Slightly to the north of Dargah Qutb Sahib and just outside the inhabited precincts of Mehrauli, where the no- man’s land of ruins between Mehrauli and the bypass begin, two lovely baolis (stepped wells once used as summer retreats) exist. As one comes out of the main gate of Dargah Qutb Sahib, the first baoli encountered is Gandhak ki Baoli- gandhak because its waters are reputed to contain sulphur. However, the baoli remains a spectacular sight, like all the best baoli, creates in its enclosed space the impression of a promised land.

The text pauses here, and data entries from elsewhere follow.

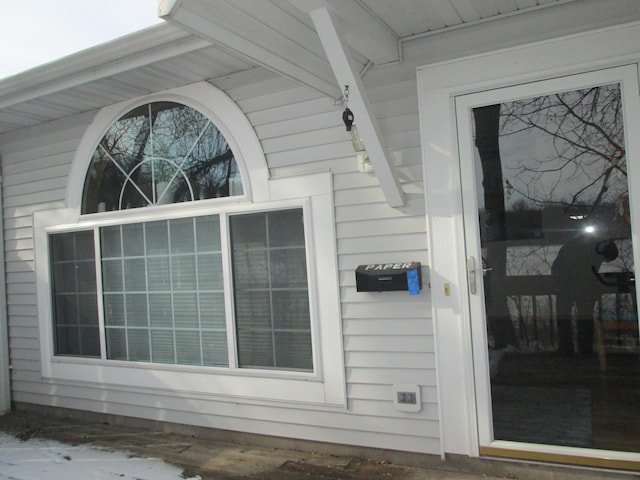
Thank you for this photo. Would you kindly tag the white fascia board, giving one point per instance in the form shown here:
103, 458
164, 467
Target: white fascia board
222, 24
127, 53
343, 68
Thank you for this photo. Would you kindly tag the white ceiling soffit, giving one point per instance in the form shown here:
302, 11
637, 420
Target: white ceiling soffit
265, 34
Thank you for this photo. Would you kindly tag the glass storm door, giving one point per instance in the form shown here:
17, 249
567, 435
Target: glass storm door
546, 172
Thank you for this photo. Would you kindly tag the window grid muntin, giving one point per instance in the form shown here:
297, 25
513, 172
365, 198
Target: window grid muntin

Gandhak ki Baoli was probably built during the reign of Iltumish AD 1211 -36 and is amongst the earliest surviving constructions in Delhi of the Sultanate period. The baoli has five tiers, and circular well at its southern end. Guide books refer to local villagers diving into the well to amuse visitors, but the baoli currently seems to be seldom frequented and the divers have practically disappeared.
Some 100 meters south of Gandhak ki Baoli, a more elaborate and spacious baoli called Rajon ki Bain exists. It was built in AD 1516 by Daulat Khan, a noble in Sikander lodhi’s regin; the area around the spring was once reputed to have been occupied by stone –masons (raj) – hence the name of the baoli.